Apenas amanecía cuando Raúl regresó a la casa.
Aitana se apresuró a salir a su encuentro.
—Señor, ya era hora que volviera —dijo con alivio—.
Raúl miró hacia la puerta de la recámara principal; en sus ojos se notaba la preocupación.
—¿Cómo sigue ella? ¿Está mejor?
Aitana soltó un suspiro, resignada.
—Desde ayer a mediodía, la señora no ha probado bocado. Solo tomó las medicinas, pero fuera de eso, ni un sorbo de agua.
El ceño de Raúl se arrugó.
—¿Medicinas?
Al notar la expresión sombría de Raúl, Aitana preguntó con cautela:
—Señor, ¿no fue usted quien le recordó a la señora que tomara la pastilla del día siguiente?
Las manos de Raúl, colgando a los lados, se apretaron con fuerza.
—Ya puedes irte, aquí me encargo yo.
Aitana se quedó parada, dudando.
—Señor, yo sé que solo soy una empleada, pero los he visto crecer juntos. Esas pastillas lastiman el cuerpo, y aunque la señora sea joven, tantos descuidos acaban pasando factura.
Aitana añadió, con voz baja:
—Le preparé un poco de avena, está en el comedor. Trate de convencerla para que coma algo.
Aitana se fue, y Raúl se quedó inmóvil, los ojos cerrados de agotamiento.
Noelia siempre había querido tener hijos. Incluso tras la boda, por ese deseo, había intentado de todo.
Él, preocupado porque su esposa era aún muy joven y le gustaba divertirse, le pidió en una ocasión que tomara una pastilla del día siguiente.

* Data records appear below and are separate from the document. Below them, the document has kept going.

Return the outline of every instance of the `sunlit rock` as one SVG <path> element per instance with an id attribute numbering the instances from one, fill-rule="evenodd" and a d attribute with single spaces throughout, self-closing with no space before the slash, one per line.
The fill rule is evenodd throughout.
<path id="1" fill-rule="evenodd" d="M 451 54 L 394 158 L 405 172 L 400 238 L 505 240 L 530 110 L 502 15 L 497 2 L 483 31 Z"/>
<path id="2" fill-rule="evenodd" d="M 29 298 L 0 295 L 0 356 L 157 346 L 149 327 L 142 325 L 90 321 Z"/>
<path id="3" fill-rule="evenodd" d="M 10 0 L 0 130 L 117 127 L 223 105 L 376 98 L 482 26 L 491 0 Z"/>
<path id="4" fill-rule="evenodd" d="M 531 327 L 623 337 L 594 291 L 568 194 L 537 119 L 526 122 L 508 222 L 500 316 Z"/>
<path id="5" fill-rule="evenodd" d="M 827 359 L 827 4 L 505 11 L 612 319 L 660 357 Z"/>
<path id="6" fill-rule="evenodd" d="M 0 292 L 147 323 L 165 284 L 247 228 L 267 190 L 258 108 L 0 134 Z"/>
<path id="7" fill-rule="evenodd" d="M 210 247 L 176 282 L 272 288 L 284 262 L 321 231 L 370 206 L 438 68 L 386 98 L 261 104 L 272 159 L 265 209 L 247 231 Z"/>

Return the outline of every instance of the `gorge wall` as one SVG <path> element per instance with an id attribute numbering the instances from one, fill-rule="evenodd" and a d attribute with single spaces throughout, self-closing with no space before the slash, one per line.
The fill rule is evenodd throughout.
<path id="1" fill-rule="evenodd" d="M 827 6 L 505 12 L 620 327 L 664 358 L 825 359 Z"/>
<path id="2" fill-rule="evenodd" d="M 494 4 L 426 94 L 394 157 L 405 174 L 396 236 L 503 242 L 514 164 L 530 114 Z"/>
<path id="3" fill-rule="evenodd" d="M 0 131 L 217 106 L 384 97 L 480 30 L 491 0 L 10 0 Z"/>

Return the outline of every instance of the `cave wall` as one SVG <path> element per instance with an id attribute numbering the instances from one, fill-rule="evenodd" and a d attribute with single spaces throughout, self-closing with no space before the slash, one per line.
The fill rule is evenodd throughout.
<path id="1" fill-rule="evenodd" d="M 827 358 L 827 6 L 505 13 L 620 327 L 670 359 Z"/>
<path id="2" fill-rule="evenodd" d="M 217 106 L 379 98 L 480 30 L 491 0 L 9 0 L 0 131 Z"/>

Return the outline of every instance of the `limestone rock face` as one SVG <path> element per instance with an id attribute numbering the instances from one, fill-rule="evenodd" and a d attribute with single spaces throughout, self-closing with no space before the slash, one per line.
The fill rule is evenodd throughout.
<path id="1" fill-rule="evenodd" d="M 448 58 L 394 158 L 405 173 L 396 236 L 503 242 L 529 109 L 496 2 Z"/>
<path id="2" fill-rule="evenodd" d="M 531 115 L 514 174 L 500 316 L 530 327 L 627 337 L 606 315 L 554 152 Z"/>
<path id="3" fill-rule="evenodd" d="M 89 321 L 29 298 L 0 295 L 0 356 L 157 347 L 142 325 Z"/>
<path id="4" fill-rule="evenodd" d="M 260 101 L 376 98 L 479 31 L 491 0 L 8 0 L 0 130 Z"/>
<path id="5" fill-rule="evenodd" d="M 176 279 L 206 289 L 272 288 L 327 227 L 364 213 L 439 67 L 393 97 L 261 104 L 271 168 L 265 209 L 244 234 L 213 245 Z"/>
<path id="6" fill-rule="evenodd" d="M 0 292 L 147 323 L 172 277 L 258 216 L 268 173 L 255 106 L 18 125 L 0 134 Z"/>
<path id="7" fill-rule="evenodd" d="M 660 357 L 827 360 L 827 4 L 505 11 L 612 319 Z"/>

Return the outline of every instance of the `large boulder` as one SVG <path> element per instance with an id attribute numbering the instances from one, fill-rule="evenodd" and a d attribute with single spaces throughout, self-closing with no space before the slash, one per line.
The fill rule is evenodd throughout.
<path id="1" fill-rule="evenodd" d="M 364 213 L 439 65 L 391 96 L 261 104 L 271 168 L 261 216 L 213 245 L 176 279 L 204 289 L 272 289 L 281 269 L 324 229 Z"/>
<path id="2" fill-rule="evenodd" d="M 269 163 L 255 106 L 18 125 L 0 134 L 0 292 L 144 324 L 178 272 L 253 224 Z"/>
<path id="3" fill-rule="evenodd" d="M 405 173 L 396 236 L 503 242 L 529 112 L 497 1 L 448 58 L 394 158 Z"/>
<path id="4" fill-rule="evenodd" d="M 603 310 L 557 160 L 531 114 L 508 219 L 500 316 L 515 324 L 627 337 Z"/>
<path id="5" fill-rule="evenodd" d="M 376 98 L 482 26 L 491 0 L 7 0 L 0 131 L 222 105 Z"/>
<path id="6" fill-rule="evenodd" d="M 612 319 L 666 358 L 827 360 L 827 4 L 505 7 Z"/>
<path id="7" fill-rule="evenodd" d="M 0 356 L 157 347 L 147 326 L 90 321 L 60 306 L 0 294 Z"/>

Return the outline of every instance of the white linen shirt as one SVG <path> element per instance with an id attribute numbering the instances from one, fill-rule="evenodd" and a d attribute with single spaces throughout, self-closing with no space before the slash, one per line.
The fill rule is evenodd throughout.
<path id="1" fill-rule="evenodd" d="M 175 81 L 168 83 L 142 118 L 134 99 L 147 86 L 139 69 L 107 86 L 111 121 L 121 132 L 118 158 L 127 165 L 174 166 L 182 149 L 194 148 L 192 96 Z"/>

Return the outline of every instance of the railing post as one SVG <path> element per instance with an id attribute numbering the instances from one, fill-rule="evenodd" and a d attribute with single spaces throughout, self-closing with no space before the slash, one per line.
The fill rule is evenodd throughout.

Desde entonces, cada vez que estaban juntos, él se encargaba de no correr riesgos.
Pero la mañana anterior, llevado por el impulso, olvidó protegerse.
Ahora, Noelia estaba enojada con él. No quería tener un hijo suyo, así que se tomó la pastilla por voluntad propia.
Raúl permaneció un buen rato de pie frente a la puerta antes de entrar a la recámara.